AMPERA yang dilandasi oleh cita-cita revolusi kemerdekaan mengedepankan nilai-nilai kerakyatan, keadilan sosial, dan kebangsaan. Pada konteks Pilkada Serentak 2024, pertanyaannya adalah: sejauh mana prinsip ini benar-benar diimplementasikan dalam praktik politik dan kebijakan negara? Ataukah, Pilkada justru menjadi ajang reproduksi kekuasaan oligarki yang mengabaikan penderitaan rakyat?
### **Fenomena Pilkada Serentak 2024**
Pilkada Serentak 2024 akan melibatkan 518 daerah, meliputi 37 provinsi, 415 kabupaten, dan 98 kota. Data Komisi Pemilihan Umum (KPU) menyebutkan bahwa total pemilih yang terdaftar mencapai lebih dari 204 juta orang. Dengan skala masif ini, Pilkada 2024 menjadi salah satu pesta demokrasi terbesar di dunia.

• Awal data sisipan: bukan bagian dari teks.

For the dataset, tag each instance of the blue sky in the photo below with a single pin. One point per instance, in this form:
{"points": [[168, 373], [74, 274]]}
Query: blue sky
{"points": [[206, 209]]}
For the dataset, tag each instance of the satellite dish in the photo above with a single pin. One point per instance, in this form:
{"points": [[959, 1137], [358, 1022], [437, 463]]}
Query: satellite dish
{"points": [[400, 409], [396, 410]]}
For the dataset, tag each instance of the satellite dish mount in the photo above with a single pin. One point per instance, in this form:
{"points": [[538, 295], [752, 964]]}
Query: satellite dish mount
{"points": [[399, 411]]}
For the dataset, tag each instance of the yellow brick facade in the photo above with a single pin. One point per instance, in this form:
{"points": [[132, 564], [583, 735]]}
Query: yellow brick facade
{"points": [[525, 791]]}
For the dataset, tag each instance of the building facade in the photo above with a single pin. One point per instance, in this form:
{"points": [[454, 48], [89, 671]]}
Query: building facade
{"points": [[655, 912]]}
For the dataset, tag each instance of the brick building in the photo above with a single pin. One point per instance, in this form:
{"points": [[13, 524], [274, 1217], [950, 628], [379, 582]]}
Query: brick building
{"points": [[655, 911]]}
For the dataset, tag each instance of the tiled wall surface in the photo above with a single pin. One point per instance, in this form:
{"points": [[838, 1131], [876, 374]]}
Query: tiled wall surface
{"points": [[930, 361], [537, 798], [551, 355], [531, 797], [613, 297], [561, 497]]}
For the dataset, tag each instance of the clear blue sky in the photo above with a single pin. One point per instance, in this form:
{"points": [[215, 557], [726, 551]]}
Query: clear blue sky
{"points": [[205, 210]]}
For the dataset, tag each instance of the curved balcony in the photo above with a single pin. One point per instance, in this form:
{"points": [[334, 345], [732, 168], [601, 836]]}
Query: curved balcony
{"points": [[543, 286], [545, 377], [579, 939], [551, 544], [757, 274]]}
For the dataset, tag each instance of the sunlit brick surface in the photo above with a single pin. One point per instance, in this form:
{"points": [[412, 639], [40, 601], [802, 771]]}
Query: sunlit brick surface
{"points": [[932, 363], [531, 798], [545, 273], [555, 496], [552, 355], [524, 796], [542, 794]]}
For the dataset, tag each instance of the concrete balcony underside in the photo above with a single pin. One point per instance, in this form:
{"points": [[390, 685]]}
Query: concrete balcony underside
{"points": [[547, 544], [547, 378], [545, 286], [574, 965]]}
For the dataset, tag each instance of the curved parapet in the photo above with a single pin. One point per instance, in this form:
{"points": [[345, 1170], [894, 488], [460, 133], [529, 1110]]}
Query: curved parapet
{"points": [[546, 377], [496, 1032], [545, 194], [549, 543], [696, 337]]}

Namun, ada tantangan besar. Dalam laporan KPK tahun 2023, tercatat 310 kepala daerah terjerat kasus korupsi sejak 2004. Fakta ini mencerminkan adanya degradasi moral politik yang menjauhkan demokrasi dari prinsip AMPERA. Alih-alih melayani rakyat, kekuasaan sering kali digunakan untuk memperkaya diri sendiri atau kelompok tertentu.
Selain itu, biaya politik yang tinggi menjadi persoalan serius. Sebuah studi tahun 2022 menunjukkan bahwa calon kepala daerah di Indonesia rata-rata menghabiskan biaya lebih dari Rp30-50 miliar untuk kampanye. Kondisi ini membuka celah bagi masuknya modal besar dari oligarki yang pada akhirnya akan "mengunci" kepala daerah dalam komitmen politik transaksional.
### **Prinsip AMPERA dalam Pilkada**
AMPERA memuat dua amanat besar: memperjuangkan keadilan sosial dan melawan eksploitasi rakyat. Dalam konteks Pilkada, ini berarti penyelenggaraan demokrasi harus mendorong hadirnya pemimpin yang berpihak kepada rakyat kecil, bukan sekadar perpanjangan tangan elite politik.
Sayangnya, sistem Pilkada sering kali tidak kondusif untuk melahirkan pemimpin yang benar-benar berpihak pada rakyat. Proses pencalonan melalui partai politik kerap berbasis pada popularitas dan kemampuan finansial, bukan kapasitas kepemimpinan. Hal ini menyebabkan banyak kandidat yang terpilih lebih mewakili kepentingan partai atau donatur politik dibandingkan aspirasi rakyat.
Sebagai contoh, pada Pilkada 2020, hanya sekitar 20% kepala daerah yang berasal dari latar belakang aktivis atau pegiat sosial. Mayoritas adalah politisi karier atau pengusaha, yang sering kali lebih mengutamakan kepentingan pribadi atau kelompok daripada rakyat.